Q. It is in the family planning manual that the recommendation for frequency of Pap smears is found. They recommend thin-layer Paps every two years or conventional Paps every year. We are using thin layer Paps almost exclusively and we are doing them annually. Does this create a reimbursement issue? (11/2007)
A. The recommendation in the policy manual is consistent with national best practice guidelines and we strongly urge contractors to adhere to this policy. However, we are not currently limiting reimbursement if done more often. At this time, individual agency medical policy is determined by their respective medical director.
Q. EC only visits: Please confirm that EC can be delivered as a stand alone service. Many clients walk in for this and are not ready for a full family planning visit. If offered as EC only with no exam, what is permissible to bill and may EC only clients have the option of paying full fee to expedite the visit? (12/2007)
A. No, you do not have the option of providing the service at full fee.
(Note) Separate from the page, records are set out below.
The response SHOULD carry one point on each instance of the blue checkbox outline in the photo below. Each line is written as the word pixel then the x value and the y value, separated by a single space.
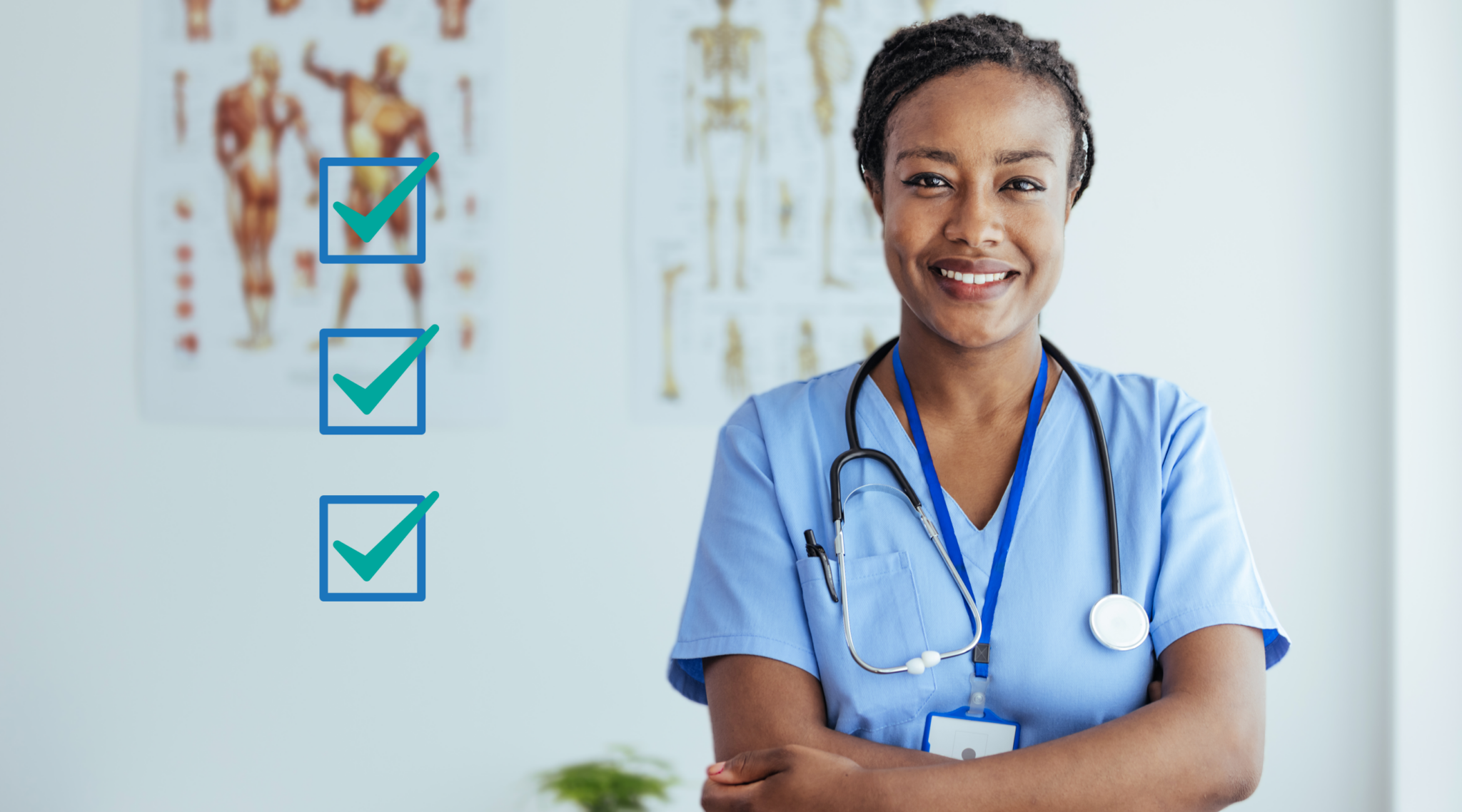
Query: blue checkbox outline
pixel 370 597
pixel 372 259
pixel 325 380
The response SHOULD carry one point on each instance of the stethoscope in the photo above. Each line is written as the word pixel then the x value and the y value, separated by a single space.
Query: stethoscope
pixel 1117 621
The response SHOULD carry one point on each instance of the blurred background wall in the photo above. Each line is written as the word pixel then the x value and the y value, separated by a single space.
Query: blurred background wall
pixel 1269 225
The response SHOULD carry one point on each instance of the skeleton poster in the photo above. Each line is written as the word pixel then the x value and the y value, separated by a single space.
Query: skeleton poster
pixel 755 253
pixel 241 98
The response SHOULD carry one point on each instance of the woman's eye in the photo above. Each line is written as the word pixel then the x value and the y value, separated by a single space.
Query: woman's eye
pixel 1025 184
pixel 926 180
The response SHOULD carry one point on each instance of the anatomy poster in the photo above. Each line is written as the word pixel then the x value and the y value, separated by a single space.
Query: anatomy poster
pixel 756 256
pixel 241 98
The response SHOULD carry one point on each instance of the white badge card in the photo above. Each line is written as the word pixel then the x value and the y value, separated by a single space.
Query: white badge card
pixel 959 735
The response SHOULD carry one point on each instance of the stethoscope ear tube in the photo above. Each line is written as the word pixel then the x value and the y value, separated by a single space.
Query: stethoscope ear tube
pixel 1113 547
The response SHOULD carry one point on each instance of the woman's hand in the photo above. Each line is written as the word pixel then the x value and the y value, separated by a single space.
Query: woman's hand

You must provide it based on your sliding fee scale. You may bill according to the service that is delivered to each client. This would inlcude the contraceptive method and the method specific counseling, at a minimum. You can also bill for whatever other service is provided. This would also be and excellent opportunity to let the client know she can return for a full array of service, including a long -term method of birth control.
Q. On the summary of changes, can you explain this one further? Section 11 chapter 1 -- removed 25% cap on Title XX reimbursement in a X/XX clinic. Does this mean we can charge copays higher than 25% of reimbursement to clients at or below 185% of poverty? (10/2007)
A. Yes, the 25% cap on Title XX co-pays has been removed for clinic sites that use Title X and XX funds. The co-pay that the client is charged must be based on a cost analysis of the cost of providing services at this site and the co-pay or fee the client is charged must adhere to agency's Title X/XX sliding fee scale.
Q. We typically charge a $3 dispensing fee for prescriptions filled in our pharmacy. Can we charge FP patients this dispensing fee? (11/2007)
A. A flat fee for dispensing prescriptions cannot be charged for either Title V or Title X/XX. Title V policy indicates that co-payment for Title V services may not exceed 25% of the authorized reimbursement allowed. Title X policy indicates that all charges must be based on a cost analysis of all services provided by the project and discounts. Title X policy also requires that no fees be charged to clients below 100% of poverty, and that clients between 101% and 250% of poverty, be charged on a schedule of discounts. No flat fees of any kind may be charged in either case.